3.5 Entgegen der Rechtsrüge liegen auch keine sekundären Feststellungsmangel darin, dass das Erstgericht keine Feststellungen zu Vertraulichkeitsbereichen traf. Da das Wissen des Beklagten positiv feststeht, stellen sich keine Fragen der Wissenszurechnung oder des Wissenmüssens. Soweit der Beklagte in der Rechtsrüge aus dem Bestehen von Vertraulichkeitsbereichen ableiten will, dass er nicht über die entsprechenden Informationen verfügt hätte, entfernt er sich vom festgestellten Sachverhalt.
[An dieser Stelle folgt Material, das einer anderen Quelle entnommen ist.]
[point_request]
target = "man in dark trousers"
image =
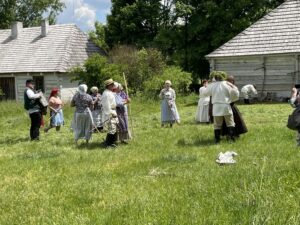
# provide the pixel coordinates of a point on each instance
(32, 105)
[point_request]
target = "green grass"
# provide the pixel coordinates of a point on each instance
(164, 176)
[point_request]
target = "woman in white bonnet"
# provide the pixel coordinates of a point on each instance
(82, 124)
(169, 113)
(97, 108)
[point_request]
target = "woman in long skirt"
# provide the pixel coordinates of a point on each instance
(122, 112)
(169, 113)
(56, 112)
(202, 115)
(82, 124)
(97, 108)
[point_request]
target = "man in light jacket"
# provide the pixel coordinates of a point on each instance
(247, 91)
(33, 107)
(109, 113)
(223, 93)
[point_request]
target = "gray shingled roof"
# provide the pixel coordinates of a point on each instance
(64, 47)
(276, 33)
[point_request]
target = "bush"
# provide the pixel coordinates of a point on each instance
(180, 82)
(138, 65)
(95, 71)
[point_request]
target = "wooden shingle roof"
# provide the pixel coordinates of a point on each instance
(64, 47)
(276, 33)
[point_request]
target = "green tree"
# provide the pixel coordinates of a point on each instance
(95, 71)
(98, 36)
(133, 22)
(30, 12)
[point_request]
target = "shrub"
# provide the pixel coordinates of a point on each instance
(95, 71)
(180, 82)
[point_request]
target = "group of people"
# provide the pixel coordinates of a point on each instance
(92, 112)
(216, 105)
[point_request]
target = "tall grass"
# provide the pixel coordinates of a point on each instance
(164, 176)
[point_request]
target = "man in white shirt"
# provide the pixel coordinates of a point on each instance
(109, 113)
(223, 93)
(248, 91)
(32, 105)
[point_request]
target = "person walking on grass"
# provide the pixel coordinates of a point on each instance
(33, 107)
(295, 103)
(56, 112)
(97, 108)
(82, 122)
(109, 113)
(122, 112)
(202, 115)
(169, 113)
(223, 93)
(248, 91)
(240, 126)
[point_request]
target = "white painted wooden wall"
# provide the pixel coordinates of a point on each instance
(279, 72)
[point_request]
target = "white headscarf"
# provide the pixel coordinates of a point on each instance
(82, 88)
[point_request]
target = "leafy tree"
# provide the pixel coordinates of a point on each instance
(95, 71)
(98, 36)
(30, 12)
(133, 22)
(138, 65)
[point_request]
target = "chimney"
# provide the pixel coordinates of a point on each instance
(45, 27)
(16, 29)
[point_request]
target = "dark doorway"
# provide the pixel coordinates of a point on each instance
(39, 83)
(7, 85)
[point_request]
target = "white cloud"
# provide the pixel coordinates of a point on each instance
(82, 13)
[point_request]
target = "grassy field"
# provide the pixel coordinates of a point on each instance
(164, 176)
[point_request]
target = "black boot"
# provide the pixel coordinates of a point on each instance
(247, 101)
(231, 131)
(217, 136)
(111, 140)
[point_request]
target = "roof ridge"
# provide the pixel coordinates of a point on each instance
(251, 29)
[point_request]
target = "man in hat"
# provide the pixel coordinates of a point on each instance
(32, 105)
(248, 91)
(109, 113)
(222, 94)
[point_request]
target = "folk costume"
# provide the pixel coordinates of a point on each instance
(248, 91)
(122, 113)
(56, 112)
(202, 113)
(109, 113)
(223, 93)
(97, 108)
(82, 121)
(33, 107)
(240, 126)
(169, 113)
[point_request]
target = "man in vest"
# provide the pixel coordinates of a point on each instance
(248, 91)
(32, 105)
(222, 93)
(109, 113)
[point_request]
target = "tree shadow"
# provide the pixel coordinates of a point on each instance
(196, 143)
(14, 140)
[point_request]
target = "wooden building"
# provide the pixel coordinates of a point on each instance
(43, 53)
(266, 54)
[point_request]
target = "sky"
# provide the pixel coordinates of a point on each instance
(84, 13)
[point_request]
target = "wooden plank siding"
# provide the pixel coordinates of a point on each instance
(279, 74)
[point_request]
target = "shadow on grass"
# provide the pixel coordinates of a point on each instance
(14, 140)
(195, 143)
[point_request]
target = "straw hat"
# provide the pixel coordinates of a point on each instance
(168, 82)
(94, 89)
(108, 82)
(82, 88)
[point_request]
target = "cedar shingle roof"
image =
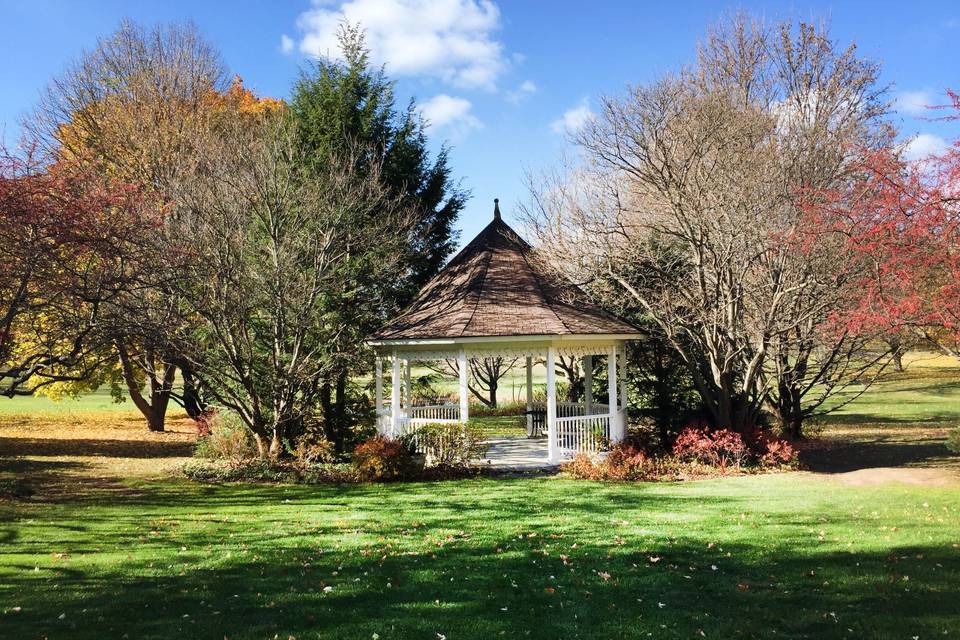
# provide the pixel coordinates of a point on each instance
(492, 288)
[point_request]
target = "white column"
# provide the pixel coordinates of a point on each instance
(588, 385)
(395, 398)
(553, 454)
(529, 396)
(378, 384)
(464, 389)
(612, 392)
(623, 377)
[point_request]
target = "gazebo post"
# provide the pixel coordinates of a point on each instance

Der Berufung war daher der Erfolg zu versagen.
4. Die Berufung ist auch im Kostenpunkt nicht erfolgreich: Es mag zwar zutreffen, dass der Zustellantrag vom 12.1.2022 (ON 47) den vormaligen Zweitbeklagten und nicht den verbliebenen (Erst-)Beklagten betraf, jedoch wurde diese Einwendung inhaltlich so (in ON 94) nicht erhoben. Es wurde lediglich behauptet, dass die korrekte Adresse bereits zuvor in der Klage hätte bekannt gegeben werden können. Eine inhaltliche Änderung der Bestreitung dieser Kostenposition ist nicht mehr möglich; sie ist auch vom Inhalt der ursprünglichen Einwendung nicht umfasst.
5. Die Kostenentscheidung im Berufungsverfahren beruht auf §§ 50, 41 ZPO, jedoch waren die verzeichneten Kosten von TP 3B auf den richtigen Ansatz von EUR 1.439,10 netto und die ERV-Kosten auf EUR 2,60 (§ 23a RATG) zu reduzieren.
6. Die ordentliche Revision ist mangels erheblicher Rechtsfragen iSd § 502 Abs 1 ZPO nicht zulässig.